Die anderen sieben Tugenden (hier jetzt ohne Anführungszeichen) des Regierungshandelns und rechtschaffenen Lebens sind demgegenüber kaum kontrovers.
- Sich aufrechten Sinnes zu erhalten inmitten der irdischen Herausforderungen;
- nichts Böses anzustreben und die Bösen zu hassen;
- die Gemeinschaft von Bösewichtern zu meiden;
- Lügnern und Verleumdern entgegenzutreten;
- sich nicht mit den Hochmütigen und Gierigen gemein zu machen;
- sich mit guten und rechtschaffenen Menschen zu umgeben;
- auch im privaten Bereich hochmütigen und lästerlichen Reden entgenzutreten.

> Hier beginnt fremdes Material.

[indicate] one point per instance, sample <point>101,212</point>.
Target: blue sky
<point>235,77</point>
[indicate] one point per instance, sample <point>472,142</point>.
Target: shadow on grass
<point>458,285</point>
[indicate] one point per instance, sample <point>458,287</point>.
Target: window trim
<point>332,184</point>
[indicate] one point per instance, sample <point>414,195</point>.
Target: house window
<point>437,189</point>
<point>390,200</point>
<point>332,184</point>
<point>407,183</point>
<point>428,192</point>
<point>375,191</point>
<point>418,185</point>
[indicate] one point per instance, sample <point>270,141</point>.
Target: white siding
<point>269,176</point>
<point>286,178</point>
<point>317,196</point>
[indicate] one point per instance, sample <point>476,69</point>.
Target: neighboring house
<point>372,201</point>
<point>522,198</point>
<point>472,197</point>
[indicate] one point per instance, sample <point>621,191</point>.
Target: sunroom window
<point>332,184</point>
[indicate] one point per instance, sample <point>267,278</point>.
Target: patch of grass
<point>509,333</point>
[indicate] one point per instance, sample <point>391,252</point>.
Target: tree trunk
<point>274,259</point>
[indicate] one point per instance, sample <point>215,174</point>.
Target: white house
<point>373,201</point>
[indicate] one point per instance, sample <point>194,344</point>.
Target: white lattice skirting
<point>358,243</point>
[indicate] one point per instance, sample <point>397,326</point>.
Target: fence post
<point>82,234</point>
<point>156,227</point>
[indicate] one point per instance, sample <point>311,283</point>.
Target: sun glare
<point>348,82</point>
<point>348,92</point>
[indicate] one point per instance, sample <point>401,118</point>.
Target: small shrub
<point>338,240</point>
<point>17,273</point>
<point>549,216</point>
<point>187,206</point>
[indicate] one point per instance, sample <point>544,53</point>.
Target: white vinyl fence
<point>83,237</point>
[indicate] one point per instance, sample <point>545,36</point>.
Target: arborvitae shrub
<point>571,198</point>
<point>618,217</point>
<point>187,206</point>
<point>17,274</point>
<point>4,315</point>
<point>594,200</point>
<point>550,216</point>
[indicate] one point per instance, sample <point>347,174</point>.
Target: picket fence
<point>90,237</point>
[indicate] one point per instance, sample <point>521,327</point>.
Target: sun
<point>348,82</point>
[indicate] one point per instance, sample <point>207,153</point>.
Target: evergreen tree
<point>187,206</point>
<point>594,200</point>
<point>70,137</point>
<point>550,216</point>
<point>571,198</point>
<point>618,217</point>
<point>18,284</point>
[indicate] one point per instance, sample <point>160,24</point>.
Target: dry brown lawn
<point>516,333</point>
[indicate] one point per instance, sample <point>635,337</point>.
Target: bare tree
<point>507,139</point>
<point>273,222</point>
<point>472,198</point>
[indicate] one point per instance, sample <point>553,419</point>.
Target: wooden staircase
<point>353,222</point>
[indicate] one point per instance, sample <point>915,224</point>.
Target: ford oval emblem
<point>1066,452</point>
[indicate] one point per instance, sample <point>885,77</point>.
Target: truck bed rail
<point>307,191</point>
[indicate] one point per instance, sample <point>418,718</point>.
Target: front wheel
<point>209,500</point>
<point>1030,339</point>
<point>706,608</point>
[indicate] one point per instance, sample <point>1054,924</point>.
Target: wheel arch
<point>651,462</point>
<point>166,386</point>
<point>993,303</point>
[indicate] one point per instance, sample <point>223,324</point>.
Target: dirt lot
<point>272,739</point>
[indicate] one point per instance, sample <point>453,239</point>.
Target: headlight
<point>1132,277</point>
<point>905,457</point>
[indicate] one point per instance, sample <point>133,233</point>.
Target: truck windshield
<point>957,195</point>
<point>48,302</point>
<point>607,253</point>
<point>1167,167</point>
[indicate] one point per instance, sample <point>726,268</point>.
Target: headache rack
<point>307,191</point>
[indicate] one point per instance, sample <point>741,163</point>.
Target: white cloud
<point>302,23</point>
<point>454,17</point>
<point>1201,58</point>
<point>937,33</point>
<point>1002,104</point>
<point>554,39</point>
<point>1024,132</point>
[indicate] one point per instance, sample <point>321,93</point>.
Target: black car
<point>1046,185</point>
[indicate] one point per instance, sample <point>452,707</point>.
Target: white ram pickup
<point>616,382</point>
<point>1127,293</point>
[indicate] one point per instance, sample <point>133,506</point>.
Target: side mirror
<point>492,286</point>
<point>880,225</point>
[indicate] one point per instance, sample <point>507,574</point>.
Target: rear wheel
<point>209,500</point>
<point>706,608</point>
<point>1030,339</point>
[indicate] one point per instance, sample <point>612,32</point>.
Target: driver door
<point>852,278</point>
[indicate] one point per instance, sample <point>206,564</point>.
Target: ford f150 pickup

All das kann für jeden rechtschaffenen Menschen als Tugend gelten, nichts davon wäre nur einem Herrscher vorbehalten, und nur der im zweiten Punkt empfohlene Hass auf die Bösen würde auch im Christentum nicht als Tugend gewertet: Feindschaft und Hass gilt der Sünde, aber nicht dem Sünder, dessen Heil anzustreben oberstes Gebot der Nächstenliebe ist. Inhaltlich sind hier weder die sieben Tugenden der lateinischen Antike noch die entsprechende Auflistung des Christentums voll getroffen, aber es gibt Schnittstellen. Das Alte Testament ist nicht fix und fertig vom Himmel herabgefallen oder von einem Engel überbracht worden, sondern es belebt vorhandenes Material.